Xanadu
"Legendary was the Xanadu where Kublai Khan decreed his stately pleasure dome. Today almost as legendary is Florida's Xanadu, world's largest pleasure ground. Here in the deserts of the Gulf Coast a private mountain was commissioned and succesfully built. One hundred thousand trees, twenty thousand tons of marble, are the ingredients of Xanadu mountain. Contents of Xanadu's palace...paintings, pictures, statues, the very stones of many another palace, the collection of everything. So big it can never be catalogued or appraised. Enough for ten museums, the loot of the world. Xanadu's livestock..the fowl of the air, the fish of the sea, the beasts of the field and jungle. Two of each, the biggest private zoo since Noah. Like the Pharoas, Xanadu's landlord leaves many stones to mark his grave...Conceived for Mrs. Susan Alexander Kane, half finished before she divorced him, the still unfinished Xanadu... Cost? No man can say."
The description of a monument a man has built ostensably for the woman he loves; a monument that is not finished before his death and for a woman who ultimately divorces him. The man, Charles Foster Kane, is looking for something his entire life, but never seems able to find this something. When he is not able to find this something, he attempts to buy it, or build it, as with Xanadu. What is this something that Kane is looking for? It's hinted at at the beginning of the movie with the dying word of Kane..."Rosebud". A reporter is assigned to find the meaning of this esoteric name and report it to the world via his newspaper. The reporter never finds the profound meaning of it, but you do by watching this fine movie!

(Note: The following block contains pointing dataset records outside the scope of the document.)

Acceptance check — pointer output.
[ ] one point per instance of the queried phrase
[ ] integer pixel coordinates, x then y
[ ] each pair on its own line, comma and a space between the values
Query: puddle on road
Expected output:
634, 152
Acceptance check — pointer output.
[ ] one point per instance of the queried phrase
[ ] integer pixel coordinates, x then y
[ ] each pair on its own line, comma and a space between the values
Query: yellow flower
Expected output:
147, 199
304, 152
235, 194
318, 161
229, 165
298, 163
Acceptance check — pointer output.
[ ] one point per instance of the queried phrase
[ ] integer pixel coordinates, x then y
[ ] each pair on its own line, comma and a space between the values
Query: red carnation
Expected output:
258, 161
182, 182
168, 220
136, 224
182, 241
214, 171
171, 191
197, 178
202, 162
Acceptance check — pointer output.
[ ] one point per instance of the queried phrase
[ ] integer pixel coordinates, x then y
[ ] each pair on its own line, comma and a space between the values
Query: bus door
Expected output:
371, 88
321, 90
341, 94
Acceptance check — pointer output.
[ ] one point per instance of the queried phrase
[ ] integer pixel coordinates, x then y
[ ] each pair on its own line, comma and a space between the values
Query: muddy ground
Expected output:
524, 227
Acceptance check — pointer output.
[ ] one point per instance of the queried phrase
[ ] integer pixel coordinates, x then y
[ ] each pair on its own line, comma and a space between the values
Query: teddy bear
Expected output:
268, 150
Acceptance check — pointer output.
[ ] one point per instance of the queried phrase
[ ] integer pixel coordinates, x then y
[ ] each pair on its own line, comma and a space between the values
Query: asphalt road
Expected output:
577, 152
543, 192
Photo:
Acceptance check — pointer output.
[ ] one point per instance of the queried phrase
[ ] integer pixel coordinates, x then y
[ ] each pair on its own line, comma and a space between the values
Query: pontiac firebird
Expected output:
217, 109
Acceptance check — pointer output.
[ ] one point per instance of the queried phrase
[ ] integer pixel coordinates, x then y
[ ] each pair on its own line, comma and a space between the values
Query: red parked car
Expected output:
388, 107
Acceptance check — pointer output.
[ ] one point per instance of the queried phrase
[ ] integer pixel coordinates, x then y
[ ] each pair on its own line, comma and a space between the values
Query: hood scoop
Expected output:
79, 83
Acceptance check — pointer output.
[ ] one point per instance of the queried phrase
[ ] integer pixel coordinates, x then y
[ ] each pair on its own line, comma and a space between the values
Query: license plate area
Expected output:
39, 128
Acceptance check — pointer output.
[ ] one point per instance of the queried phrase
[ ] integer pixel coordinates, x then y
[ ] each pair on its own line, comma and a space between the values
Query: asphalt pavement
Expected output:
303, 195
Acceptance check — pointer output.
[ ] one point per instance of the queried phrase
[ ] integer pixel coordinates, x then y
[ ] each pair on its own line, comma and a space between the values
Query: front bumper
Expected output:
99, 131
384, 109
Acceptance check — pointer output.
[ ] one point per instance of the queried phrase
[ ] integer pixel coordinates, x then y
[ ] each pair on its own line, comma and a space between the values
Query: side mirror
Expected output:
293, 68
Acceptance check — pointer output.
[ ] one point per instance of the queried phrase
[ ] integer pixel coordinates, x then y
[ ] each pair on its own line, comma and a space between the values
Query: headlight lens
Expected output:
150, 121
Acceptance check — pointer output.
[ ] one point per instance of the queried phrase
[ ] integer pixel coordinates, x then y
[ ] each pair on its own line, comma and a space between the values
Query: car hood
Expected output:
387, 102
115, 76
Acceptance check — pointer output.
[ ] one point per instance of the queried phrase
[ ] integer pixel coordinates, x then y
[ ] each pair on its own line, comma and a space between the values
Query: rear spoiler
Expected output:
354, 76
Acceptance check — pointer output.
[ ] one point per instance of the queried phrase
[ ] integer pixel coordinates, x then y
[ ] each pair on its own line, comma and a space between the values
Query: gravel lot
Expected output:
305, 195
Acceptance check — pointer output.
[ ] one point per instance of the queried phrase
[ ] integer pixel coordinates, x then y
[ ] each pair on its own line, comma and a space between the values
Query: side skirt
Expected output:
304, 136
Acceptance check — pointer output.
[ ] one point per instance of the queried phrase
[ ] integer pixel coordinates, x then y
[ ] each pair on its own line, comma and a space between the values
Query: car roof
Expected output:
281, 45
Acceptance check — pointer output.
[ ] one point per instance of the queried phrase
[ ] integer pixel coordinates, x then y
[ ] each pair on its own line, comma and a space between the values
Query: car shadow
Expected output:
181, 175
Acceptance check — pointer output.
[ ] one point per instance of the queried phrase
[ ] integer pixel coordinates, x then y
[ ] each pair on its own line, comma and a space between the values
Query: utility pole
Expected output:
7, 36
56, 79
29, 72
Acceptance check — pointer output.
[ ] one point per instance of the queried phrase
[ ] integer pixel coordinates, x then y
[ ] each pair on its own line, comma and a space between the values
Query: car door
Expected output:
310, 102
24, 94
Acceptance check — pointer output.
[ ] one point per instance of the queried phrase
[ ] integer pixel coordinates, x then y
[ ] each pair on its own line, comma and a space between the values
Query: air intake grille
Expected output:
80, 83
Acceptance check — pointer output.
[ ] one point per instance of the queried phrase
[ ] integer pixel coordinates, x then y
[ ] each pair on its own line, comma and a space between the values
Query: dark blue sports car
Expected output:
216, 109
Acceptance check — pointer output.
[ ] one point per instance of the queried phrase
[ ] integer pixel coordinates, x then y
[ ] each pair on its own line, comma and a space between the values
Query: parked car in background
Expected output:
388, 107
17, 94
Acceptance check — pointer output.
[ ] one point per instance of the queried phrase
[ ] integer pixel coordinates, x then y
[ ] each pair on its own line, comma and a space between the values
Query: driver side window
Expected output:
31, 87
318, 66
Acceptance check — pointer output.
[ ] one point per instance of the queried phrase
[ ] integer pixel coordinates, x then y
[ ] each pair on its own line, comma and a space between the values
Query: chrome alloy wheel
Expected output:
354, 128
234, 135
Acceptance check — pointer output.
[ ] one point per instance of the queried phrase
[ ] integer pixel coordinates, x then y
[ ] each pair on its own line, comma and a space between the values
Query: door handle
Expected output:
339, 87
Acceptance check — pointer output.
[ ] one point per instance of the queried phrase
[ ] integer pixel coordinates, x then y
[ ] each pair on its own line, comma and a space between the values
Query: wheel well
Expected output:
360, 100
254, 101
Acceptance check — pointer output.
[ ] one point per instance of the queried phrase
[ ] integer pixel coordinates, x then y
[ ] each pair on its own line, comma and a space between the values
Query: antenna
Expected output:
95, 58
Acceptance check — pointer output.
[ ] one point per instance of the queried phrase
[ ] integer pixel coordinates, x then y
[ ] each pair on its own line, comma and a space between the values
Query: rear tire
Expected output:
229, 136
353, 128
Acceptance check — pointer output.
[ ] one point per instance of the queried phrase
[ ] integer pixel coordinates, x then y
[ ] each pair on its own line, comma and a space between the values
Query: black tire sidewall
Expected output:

Orson Welles excellent film Citizen Kane premiered in May 1941 and has since been considered to be one of the greatest movies of all time. Welles utilizes many highly sophisticated and revolutionairy film and camera techniques thruout the film. Citizen Kane is one of a select few movies that ages well due to it's high quality and the timelessness of what it has to say. Welles brilliantly explores the power of the media to shape a nation, something of great relevance to our day.
You will go and see this movie now, won't you?